On September 28, 2016 when Hurricane Matthew hit, the AP Spanish students immediately knew they needed to step up to help the 800 victims. The hurricane lasted for ten days, affecting the countries of Cuba, Haiti, Jamaica, and Bahamas and southeast United States. The hurricane led to major damage, leaving many people without homes and basic everyday items. Seeing the effects Hurricane Matthew had on so many Spanish-speaking countries inspired teacher Rachel Morales and her AP Spanish students to help the victims. Morales and her first and seventh hour Spanish classes constructed a fundraiser to raise money for the victims.
“My first and seventh hour classes came up with pretty much everything,” Morales said. “They came up with #ACHSHurricaneMatthew for social media awareness, how we were going to collect the money and who was going to man the tables during the lunch hours.”
Money was collected during lunch hours in the commons and the ILC. After donating money, the students and staff filled out a piece of paper with their name under the words “Yo doné,” which translates to “I donated,” in Spanish.

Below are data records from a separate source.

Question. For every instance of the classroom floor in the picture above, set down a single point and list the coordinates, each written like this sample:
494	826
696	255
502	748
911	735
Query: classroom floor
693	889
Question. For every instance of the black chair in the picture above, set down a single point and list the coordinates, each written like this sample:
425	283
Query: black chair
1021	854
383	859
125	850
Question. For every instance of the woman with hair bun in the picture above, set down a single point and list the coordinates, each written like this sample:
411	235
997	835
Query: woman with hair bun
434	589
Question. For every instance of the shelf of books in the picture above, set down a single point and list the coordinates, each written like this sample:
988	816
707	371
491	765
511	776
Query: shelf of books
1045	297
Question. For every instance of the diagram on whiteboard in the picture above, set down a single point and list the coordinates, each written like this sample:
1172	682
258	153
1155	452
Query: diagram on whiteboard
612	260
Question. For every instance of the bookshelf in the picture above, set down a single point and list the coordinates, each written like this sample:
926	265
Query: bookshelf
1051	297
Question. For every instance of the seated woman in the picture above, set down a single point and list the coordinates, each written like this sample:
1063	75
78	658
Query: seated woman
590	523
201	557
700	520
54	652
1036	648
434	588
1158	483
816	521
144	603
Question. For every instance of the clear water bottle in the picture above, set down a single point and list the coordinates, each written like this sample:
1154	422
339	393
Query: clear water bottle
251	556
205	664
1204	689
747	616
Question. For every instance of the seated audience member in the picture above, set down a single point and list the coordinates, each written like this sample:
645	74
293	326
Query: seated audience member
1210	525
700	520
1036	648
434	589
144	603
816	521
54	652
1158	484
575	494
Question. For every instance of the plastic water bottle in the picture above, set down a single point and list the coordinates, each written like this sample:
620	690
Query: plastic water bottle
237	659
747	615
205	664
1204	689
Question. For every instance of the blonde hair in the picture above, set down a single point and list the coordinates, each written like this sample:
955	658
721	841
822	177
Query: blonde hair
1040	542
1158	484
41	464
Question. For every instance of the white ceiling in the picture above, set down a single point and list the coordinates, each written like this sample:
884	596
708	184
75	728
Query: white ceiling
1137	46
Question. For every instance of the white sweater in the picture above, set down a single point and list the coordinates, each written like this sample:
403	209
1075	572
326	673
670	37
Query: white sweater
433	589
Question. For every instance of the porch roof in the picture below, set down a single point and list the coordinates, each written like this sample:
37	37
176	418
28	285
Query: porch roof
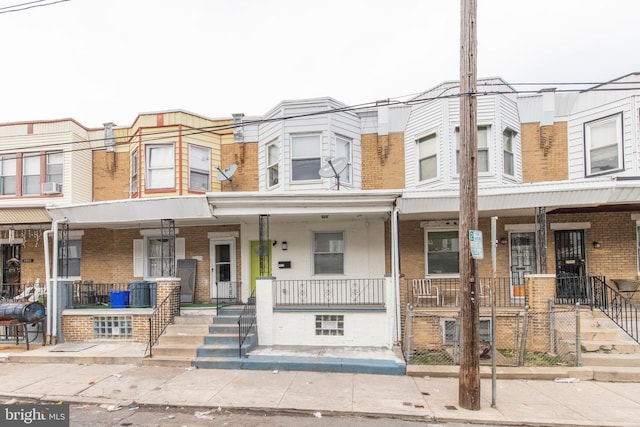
522	199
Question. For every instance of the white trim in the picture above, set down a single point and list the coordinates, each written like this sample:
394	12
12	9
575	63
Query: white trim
570	225
520	228
217	235
154	232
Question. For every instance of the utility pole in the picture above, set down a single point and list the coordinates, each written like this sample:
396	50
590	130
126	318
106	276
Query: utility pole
469	378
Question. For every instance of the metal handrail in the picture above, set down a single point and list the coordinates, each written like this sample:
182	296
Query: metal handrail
246	320
162	316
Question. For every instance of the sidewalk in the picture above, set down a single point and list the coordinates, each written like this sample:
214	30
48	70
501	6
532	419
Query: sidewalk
432	399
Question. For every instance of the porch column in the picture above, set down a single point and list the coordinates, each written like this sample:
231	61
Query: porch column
264	310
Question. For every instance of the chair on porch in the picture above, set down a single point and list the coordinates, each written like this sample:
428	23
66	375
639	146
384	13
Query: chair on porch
424	290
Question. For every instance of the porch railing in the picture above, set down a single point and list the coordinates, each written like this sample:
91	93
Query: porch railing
329	293
445	292
617	307
163	316
246	321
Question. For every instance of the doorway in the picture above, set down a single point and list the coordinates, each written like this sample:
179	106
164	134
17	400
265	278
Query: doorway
523	260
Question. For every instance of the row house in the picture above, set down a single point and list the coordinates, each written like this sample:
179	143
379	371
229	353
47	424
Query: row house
335	218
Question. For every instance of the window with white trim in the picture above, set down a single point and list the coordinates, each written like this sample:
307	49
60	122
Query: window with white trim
160	166
31	174
8	175
508	137
483	149
305	157
273	158
54	167
343	149
442	252
427	157
328	252
199	168
603	145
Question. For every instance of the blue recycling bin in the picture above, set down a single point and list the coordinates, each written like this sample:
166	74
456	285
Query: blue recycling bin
119	299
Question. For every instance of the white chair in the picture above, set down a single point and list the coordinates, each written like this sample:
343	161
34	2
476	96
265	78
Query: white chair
424	290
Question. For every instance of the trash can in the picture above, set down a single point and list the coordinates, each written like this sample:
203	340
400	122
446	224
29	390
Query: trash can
119	299
140	293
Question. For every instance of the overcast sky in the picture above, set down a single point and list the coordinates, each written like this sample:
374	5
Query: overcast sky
108	60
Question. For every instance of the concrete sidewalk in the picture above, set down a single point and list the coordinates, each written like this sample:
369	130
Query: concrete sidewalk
433	399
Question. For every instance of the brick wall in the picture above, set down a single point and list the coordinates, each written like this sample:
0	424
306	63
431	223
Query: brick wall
544	152
382	161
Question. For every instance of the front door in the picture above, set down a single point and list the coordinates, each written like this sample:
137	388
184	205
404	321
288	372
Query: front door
224	286
570	266
523	260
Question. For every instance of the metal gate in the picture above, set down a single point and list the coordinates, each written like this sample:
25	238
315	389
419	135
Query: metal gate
571	274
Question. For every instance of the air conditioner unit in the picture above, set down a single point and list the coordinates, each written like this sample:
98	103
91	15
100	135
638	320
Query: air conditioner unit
51	188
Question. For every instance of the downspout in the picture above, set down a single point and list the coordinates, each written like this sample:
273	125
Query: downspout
395	268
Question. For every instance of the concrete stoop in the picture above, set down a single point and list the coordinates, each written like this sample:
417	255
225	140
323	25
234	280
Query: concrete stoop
604	343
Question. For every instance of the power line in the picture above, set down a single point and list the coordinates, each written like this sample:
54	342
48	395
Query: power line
28	5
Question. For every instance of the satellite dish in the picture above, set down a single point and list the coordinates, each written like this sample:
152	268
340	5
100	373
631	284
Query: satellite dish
227	173
333	168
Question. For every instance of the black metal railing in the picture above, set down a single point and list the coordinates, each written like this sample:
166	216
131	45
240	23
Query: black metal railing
329	293
226	294
246	321
445	292
163	316
617	307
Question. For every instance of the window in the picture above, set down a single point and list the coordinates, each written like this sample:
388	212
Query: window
160	160
442	252
305	157
31	174
450	335
507	149
134	172
160	257
328	253
69	259
603	145
8	176
343	149
199	168
428	157
273	156
483	149
54	167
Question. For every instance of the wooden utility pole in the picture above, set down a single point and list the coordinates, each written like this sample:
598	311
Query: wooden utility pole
469	378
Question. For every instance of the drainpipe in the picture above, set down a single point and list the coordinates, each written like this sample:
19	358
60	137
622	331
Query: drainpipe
395	268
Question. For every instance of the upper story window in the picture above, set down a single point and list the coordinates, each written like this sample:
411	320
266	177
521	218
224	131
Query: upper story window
603	145
428	157
134	171
328	253
31	174
442	252
483	149
273	158
199	168
343	149
305	157
508	136
54	167
8	175
160	166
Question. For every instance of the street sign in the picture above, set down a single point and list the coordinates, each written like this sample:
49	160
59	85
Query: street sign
475	243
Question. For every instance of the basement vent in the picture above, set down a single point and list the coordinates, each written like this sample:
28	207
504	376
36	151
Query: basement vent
113	327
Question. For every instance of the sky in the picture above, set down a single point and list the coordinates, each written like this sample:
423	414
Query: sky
100	61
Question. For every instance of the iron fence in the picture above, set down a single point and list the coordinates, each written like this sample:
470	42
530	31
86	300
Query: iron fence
329	293
445	292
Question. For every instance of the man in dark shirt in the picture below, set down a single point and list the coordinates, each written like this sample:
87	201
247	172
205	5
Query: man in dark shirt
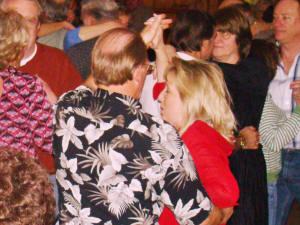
115	163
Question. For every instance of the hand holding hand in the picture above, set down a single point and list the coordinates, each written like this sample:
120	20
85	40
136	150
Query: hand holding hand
67	25
154	29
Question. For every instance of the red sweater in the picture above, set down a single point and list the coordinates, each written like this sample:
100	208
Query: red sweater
210	153
55	68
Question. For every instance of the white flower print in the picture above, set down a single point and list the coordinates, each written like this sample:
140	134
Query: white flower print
184	213
117	159
120	198
81	217
72	166
60	176
142	216
69	133
109	176
137	126
205	203
93	133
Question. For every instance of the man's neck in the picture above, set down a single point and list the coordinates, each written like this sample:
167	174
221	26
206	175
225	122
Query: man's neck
288	53
290	50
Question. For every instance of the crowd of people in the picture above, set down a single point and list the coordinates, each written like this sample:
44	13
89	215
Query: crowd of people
113	114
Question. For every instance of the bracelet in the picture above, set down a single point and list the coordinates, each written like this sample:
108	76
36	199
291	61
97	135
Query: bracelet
240	141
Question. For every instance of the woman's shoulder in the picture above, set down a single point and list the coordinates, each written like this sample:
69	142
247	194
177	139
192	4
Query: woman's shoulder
200	134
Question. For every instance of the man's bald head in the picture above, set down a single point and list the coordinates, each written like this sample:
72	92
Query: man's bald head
116	55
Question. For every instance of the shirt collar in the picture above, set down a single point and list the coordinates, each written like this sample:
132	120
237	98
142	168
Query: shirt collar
26	60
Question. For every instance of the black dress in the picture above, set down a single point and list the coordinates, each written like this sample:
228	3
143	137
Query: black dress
247	83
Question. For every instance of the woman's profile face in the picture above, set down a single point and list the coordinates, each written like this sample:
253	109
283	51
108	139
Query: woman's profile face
171	106
225	48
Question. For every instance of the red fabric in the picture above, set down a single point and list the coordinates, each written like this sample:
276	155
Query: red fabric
158	88
210	153
56	69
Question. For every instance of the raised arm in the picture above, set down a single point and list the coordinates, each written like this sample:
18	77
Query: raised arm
49	28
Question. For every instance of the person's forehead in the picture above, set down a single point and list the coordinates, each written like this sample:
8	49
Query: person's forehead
27	9
287	6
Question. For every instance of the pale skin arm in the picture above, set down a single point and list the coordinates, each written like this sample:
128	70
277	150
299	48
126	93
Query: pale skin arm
162	51
251	137
91	31
295	85
49	28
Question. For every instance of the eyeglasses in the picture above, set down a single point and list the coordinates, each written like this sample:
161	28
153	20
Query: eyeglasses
150	69
224	34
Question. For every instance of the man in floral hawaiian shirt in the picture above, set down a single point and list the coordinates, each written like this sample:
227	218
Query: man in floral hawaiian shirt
115	163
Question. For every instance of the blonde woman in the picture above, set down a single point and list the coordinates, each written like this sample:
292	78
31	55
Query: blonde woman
196	102
25	111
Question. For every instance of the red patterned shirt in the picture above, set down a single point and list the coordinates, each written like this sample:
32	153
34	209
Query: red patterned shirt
25	113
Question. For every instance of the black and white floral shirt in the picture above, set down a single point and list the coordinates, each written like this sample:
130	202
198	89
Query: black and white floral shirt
118	165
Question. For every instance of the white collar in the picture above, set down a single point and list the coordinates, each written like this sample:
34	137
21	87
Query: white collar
26	60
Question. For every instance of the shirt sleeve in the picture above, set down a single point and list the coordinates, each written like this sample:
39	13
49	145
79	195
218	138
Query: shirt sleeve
183	192
72	38
216	177
41	119
275	135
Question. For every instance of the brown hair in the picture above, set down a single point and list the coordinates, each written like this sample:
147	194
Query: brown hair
268	52
13	37
190	28
231	19
116	54
26	195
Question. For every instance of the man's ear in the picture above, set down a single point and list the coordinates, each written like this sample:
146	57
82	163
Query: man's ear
138	74
89	20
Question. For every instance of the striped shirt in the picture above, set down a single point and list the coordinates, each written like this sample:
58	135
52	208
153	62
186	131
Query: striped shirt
276	130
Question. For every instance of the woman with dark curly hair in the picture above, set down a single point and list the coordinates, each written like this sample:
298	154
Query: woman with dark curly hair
26	195
247	81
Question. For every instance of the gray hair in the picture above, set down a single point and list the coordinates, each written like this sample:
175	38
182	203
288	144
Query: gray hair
40	9
100	9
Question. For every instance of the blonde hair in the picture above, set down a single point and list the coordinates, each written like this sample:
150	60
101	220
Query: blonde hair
13	37
115	56
204	95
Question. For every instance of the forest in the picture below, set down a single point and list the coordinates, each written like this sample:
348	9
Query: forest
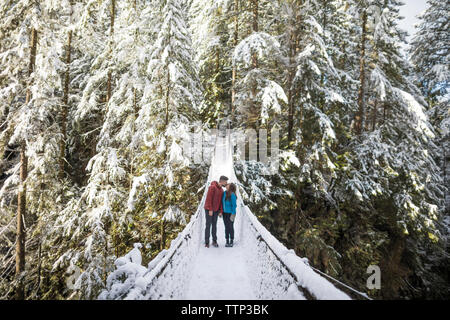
97	95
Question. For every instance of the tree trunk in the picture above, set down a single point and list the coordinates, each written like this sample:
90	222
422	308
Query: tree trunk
235	42
113	12
163	235
374	115
62	145
291	75
21	198
362	76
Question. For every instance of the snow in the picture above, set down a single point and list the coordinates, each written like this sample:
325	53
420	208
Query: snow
257	267
220	273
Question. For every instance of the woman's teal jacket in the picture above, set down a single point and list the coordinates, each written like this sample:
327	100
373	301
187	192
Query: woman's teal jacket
229	206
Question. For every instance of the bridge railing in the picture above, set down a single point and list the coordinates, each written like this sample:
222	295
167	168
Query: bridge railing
276	272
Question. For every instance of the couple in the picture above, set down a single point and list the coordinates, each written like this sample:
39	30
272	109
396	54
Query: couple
217	204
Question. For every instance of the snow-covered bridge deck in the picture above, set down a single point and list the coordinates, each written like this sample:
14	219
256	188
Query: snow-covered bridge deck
257	267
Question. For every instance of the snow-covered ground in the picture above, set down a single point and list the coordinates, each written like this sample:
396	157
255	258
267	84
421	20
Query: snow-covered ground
220	273
257	267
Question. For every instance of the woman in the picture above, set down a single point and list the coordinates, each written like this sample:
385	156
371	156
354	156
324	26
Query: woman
229	212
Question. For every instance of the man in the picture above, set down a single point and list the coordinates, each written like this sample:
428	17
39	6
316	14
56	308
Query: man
213	208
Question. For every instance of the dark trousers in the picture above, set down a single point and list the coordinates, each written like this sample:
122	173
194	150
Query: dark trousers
229	226
211	223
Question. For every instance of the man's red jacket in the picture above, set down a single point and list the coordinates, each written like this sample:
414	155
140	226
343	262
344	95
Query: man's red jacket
214	197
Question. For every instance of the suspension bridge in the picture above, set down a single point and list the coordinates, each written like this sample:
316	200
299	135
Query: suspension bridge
257	267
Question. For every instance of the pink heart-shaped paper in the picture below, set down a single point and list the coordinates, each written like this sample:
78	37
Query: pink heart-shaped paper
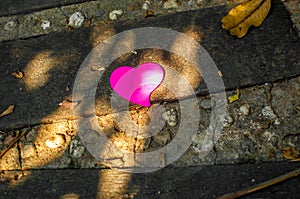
137	84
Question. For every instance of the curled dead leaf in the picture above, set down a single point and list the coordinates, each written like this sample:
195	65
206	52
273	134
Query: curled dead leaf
19	74
240	18
9	110
291	153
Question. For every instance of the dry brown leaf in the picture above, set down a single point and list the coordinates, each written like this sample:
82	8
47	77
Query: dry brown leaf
9	110
240	18
68	104
19	74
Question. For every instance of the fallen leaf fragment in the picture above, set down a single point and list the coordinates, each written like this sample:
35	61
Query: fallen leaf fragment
68	104
19	74
240	18
9	110
234	97
291	153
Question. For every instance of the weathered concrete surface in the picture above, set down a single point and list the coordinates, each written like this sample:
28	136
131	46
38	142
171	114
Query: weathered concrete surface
189	182
51	62
21	6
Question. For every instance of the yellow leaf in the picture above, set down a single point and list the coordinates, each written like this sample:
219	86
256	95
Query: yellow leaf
240	18
234	97
19	74
9	110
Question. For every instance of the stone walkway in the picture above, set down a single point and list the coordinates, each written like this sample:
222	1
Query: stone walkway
262	125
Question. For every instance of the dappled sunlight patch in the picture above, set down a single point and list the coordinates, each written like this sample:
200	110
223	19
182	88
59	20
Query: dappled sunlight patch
46	147
37	70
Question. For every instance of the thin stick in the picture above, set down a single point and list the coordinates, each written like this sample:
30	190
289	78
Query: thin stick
12	144
261	185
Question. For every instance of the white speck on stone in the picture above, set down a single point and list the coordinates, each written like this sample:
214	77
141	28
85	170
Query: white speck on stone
228	121
205	104
170	4
171	117
162	138
76	20
45	24
28	151
76	148
268	113
55	141
245	109
10	25
113	15
146	5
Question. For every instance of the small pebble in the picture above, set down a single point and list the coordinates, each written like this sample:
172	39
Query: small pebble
113	15
171	117
56	141
170	4
76	149
162	138
45	24
76	20
245	109
268	113
10	25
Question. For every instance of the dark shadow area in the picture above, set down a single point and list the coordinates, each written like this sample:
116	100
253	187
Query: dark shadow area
13	7
190	182
267	54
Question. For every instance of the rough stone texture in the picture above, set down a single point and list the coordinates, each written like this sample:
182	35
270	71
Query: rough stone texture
255	136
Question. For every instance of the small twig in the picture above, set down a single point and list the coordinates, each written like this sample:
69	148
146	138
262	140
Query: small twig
261	185
3	152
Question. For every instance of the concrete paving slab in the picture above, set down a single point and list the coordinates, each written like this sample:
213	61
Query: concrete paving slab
51	62
26	6
189	182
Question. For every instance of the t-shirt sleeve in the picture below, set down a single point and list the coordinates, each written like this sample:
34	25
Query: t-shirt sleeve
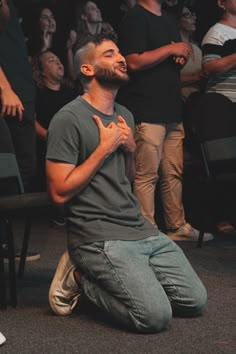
212	46
63	138
132	36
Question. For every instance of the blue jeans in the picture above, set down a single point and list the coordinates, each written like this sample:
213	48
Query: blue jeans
140	283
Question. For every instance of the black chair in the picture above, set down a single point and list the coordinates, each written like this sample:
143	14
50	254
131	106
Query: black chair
15	202
214	125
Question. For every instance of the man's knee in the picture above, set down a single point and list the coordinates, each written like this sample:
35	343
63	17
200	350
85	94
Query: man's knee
153	321
194	305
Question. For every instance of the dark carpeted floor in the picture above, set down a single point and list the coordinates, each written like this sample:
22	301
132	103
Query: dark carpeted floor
32	328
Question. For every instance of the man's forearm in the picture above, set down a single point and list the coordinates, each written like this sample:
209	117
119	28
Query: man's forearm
219	66
4	15
4	83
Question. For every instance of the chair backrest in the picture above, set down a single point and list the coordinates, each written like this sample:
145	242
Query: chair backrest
9	172
214	117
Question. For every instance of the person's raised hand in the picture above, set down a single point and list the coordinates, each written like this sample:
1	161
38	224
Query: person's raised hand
11	104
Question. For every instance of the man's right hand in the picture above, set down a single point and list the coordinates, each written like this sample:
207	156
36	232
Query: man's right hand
110	136
180	49
11	104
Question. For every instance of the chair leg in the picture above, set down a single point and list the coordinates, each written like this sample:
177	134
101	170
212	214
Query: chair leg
12	268
3	299
24	246
200	238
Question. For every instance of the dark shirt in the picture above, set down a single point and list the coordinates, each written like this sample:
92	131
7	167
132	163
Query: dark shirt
49	102
153	94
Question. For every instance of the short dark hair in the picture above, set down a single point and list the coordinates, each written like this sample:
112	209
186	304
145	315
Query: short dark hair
95	39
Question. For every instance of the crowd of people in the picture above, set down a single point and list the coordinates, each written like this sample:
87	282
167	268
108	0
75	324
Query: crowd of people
99	112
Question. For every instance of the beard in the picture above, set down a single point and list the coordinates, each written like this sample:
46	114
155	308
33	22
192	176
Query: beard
107	77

There were over 100 students and staff members documented who donated money to the fundraiser. Claire Holsten, a student in Morales’s first hour class, played a big part in the fundraiser.
“I made the jars for the library and the commons,” Holsten said. “On top of that, I spread the word to my teachers and classmates. There were a lot of students who only donated a few cents, but every penny counts.”
Over the span of a week, both Spanish classes raised $737, blowing their original goal of $150 out of the water.
“It made me really proud,” Holsten said. “It was awesome to see the amount of people feeling good about contributing to such a great cause.”
The money was donated to Global Giving, a foundation that focuses on helping worldwide disasters. Global Giving set up a separate fund for Hurricane Matthew, and has raised over $243,000 so far. Global Giving has a goal of raising $1,000,000 for the victims.
Nick Brnot, a seventh hour AP Spanish student, believes it is extremely important to continue helping the victims of the hurricane.
“The countries affected really need our help,” Brnot said. “Even without the Hurricane, Haiti had little to nothing. They need our assistance now more than ever.”